Let's see how can I entirely migrate to MS ecosystem in near future.

  • 2
    I take it you have read the ToS and agree to whatever MS says will be happening with your data?
  • 0
    @netikras I an accepted the fact that all of these companies will sell my data.
  • 2
    @Floydimus Selling is not the problem. WHO and HOW will be using it - that's what I see as a problem.

    I really don't mind sharing a 2GB zip file full of my nudes, private emails, health history, passwords, bank info and whatnot IF and only IF I am confident no one will be able to use that info: read it, analyze it, alter it, publish/share it (i.e. a securely encrypted zip file, a TrueCrypt partition, etc.).

    But sharing anything as-is..... Even the idea is upsetting.

    There's no free cheese
  • 2
    Well, if you use Windows, they already have all your data if they want it.
  • 1
    @netikras well if I, or anyone for that matter, has a digital presence, then everything is at risk all the time since sign up.
  • 2
    Storing 1 TB locally with redundancy costs pennies. 1 TB is a small amount of data.
  • 1
    @electrineer Where tf do you get your harrdrives?
  • 0
    @electrineer why should we store anything locally these days?

    @Awlex the right question to ask.
  • 1
    @Floydimus because it's cheap and doesn't depend on outside parties.
  • 0
    @electrineer what about portability and being able to access anywhere/any time?
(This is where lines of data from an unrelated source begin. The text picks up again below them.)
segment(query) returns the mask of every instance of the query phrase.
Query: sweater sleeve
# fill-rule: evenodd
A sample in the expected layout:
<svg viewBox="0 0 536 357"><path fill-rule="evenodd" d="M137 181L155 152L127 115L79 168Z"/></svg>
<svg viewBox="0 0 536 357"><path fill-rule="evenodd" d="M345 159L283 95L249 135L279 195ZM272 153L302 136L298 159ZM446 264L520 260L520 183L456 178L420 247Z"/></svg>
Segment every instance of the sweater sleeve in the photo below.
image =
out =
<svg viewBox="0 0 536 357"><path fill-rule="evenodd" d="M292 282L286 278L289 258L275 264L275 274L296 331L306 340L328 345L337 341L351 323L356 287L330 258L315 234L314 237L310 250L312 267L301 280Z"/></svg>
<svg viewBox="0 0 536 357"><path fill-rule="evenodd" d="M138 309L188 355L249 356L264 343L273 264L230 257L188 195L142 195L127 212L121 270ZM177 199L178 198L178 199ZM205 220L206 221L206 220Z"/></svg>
    Plus constant backup or reliability issues.
  • 1
    The ui for onedrive is soo much easier to use
  • 0
    @EpicofGilgamesh agreed and it has more and better features than GDrive.
  • 1
    @Floydimus setting that up takes some time on your home server, but it's doable. If you want off-site backups too, that will be some more hassle.
  • 1
    I guess I'll never understand the habit of cloud sharing.

    It's not even security or anything else... Just that I love it locally.

    Bought 4 NAS hard drives, one PCI-X raid controller, built a small media PC for the living room, done.

    RAID 6 with 4 TB HDDs let me store 8 TB of data. Which I never used fully.

    Later it switched from media PC which broke after... 6 years?! I think to workstation.

    Games and shit is now on it, though I rarely play.

    One time invest, no hassle with GDPR, download speed, INet access problems.

    Might sound like a pricey investment, but in my opinion everything amortizes itself over time.

    What GDrive and MS offer isn't free. They decide the rules. No I mean not (only) security wise, but they dictate the whole conditions and rules.

    I would never trust my data to an external service that is free. The moment it becomes too pricey for the service provider could be the moment you're butt fucked.

    2 weeks minimum notification of change, 1 month usually.

    So if you have an accident, a long period of vacation, stuck in depression or just the horny lovely romance phase of fucking each others brains and genitals out, it could be that all the data is lost permanently. Because you didn't realize that the service agreement changes.

    It's one of the dangers of "free" and cloud in general - the provider has a whole lot more power than the customer. While it's a global service, there is no global law.

    Which makes it even more... unsafe? Dunno how to phrase it.

    Same for the cryptocurrency / home devices / IOT... The general idea isn't bad.
    But... Humans. Nuff said.
  • 1
    @electrineer it's all about trade off.

    Giving away my data for peace of mind? Because on a long enough timeline, survival rate of everyone becomes zero.

    I want to enjoy my time while I am here.

    @IntrusionCM who wouldn't want their own setup?

    Issue is that maintenance is more of a hassle and pain than creation.

    Here cloud is about convenience.
  • 1
    @Floydimus yeah, it's about peace of mind both ways: risk of losing control of your data either by it getting destroyed or by others gaining control of it. And it's also about how much effort you want to put in to mitigate said risks.
  • 0
    @electrineer Yes, there are pros and cons to everything. There is no single best thing out there.

    Things very based on your use case and what you are willing to trade off.
  • 1
    There you go Floyd! 1tb of data that can be filled with up to 3 megabits of pure speed!